Later, with a scarf wrapped around her bitten neck, Anne undergoes a slow, steady transformation – finding that blood from the butcher’s only partially satisfies her needs, growing a new set of rat-teeth, suffering an acute sunburn from a dental-whitening process, and eventually tearing into arteries to produce a gush of blood and incidentally create short-lived get.  It’s suggested that the wandering vampire can easily find lairs in economically-blighted towns with many shuttered industrial spaces, but it emerges that the old-world creature is being selective about those who get drained and those who get turned – with an unusual, sort-of revolutionary agenda.
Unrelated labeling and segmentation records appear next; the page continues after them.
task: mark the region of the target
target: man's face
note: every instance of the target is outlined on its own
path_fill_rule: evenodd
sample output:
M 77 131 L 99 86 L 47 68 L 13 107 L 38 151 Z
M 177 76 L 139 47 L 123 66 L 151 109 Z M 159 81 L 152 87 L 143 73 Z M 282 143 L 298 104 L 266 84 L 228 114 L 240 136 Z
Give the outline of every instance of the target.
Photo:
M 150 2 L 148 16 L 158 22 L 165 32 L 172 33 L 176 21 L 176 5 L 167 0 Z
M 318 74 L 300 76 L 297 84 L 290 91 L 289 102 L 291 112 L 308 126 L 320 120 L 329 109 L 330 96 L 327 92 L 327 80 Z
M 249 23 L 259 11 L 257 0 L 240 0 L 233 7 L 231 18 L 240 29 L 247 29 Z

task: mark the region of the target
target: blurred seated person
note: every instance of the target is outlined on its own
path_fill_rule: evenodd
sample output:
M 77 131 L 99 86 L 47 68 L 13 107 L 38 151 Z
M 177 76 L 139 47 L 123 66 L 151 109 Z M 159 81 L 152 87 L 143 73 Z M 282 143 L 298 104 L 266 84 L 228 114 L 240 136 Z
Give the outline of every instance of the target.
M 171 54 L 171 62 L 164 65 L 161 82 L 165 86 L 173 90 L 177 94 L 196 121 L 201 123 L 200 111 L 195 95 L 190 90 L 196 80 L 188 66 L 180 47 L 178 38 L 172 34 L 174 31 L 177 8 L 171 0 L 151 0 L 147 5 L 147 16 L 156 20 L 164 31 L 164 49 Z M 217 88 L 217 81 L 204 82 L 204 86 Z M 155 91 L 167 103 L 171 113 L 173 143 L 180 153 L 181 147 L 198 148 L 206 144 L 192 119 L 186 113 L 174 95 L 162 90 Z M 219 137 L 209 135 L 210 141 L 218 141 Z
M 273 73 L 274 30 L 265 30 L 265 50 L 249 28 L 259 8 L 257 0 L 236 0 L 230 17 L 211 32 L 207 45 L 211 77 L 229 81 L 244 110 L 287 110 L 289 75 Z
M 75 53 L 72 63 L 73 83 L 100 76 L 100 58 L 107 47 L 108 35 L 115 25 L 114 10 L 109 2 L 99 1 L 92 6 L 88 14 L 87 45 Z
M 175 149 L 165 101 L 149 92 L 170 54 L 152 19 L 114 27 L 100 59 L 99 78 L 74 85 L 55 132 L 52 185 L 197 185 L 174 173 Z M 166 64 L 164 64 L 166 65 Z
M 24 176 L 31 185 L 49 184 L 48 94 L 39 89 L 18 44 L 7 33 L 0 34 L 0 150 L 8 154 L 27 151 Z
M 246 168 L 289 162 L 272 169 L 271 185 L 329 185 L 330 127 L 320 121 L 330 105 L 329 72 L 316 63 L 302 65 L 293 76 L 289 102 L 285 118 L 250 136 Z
Quite a few films have played with the vampirism-as-addiction/medical condition theme – Aaron’s Blood, Bliss, The Addiction, My Heart Can’t Beat Unless You Tell It To, Afflicted, Fessenden’s own Habit, Ganja and Hess (a minor character is called Dr Meda in homage to Bill Gunn’s film).  Jakob’s Wife complicates the set-up more by dwelling on Anne’s contradictory ties to her husband, who becomes a timid vampire-slayer/part-time minion, and her Master (Bonnie Aarons), a Nosferatu-look vampire who coheres with each feeding and seems as demanding as she is liberating.  Aarons, best known as the title spook in The Nun, is a rare woman to wear the Max Schreck-Klaus Kinski-Reggie Nadler talons/bald cap/rat-dentition vampire makeup – most Queen Vampires go for the Ingrid Pitt or Demon Child image, but it makes sense here that this Dracula is a woman.

Jakob has a notion that Lost Boys rules apply and presumes staking the Master will ‘cure’ his wife – though Crampton’s Anne seems unlikely ever to go back in her box and Jakob also responds despite himself to being the junior partner for once (as demonstrated literally in a sex scene where he starts out on top and winds up underneath).  This Master, when she gets a voice, mentions her own Master, so the chain isn’t likely to be broken by a conventional finale – and that’s not what Stevens delivers.  Reuniting from Ted Geoghegan’s We Are Still Here, in which they played characters called Anne and Jacob, Crampton and Fessenden make a great horror icon couple.  Crampton relishes the opportunity to play a mature yet violently sexual monster diva and Fessenden adds nuance to what could have been a stock annoying husband role.  Stevens, following Girl on the 3rd Floor, embraces old-style supernatural vampirism, embedded in an understated contemporary drudgery.  Nyisha Bell also impresses as a putupon parishioner who is an earlier instance of the Master’s liberation through transformation.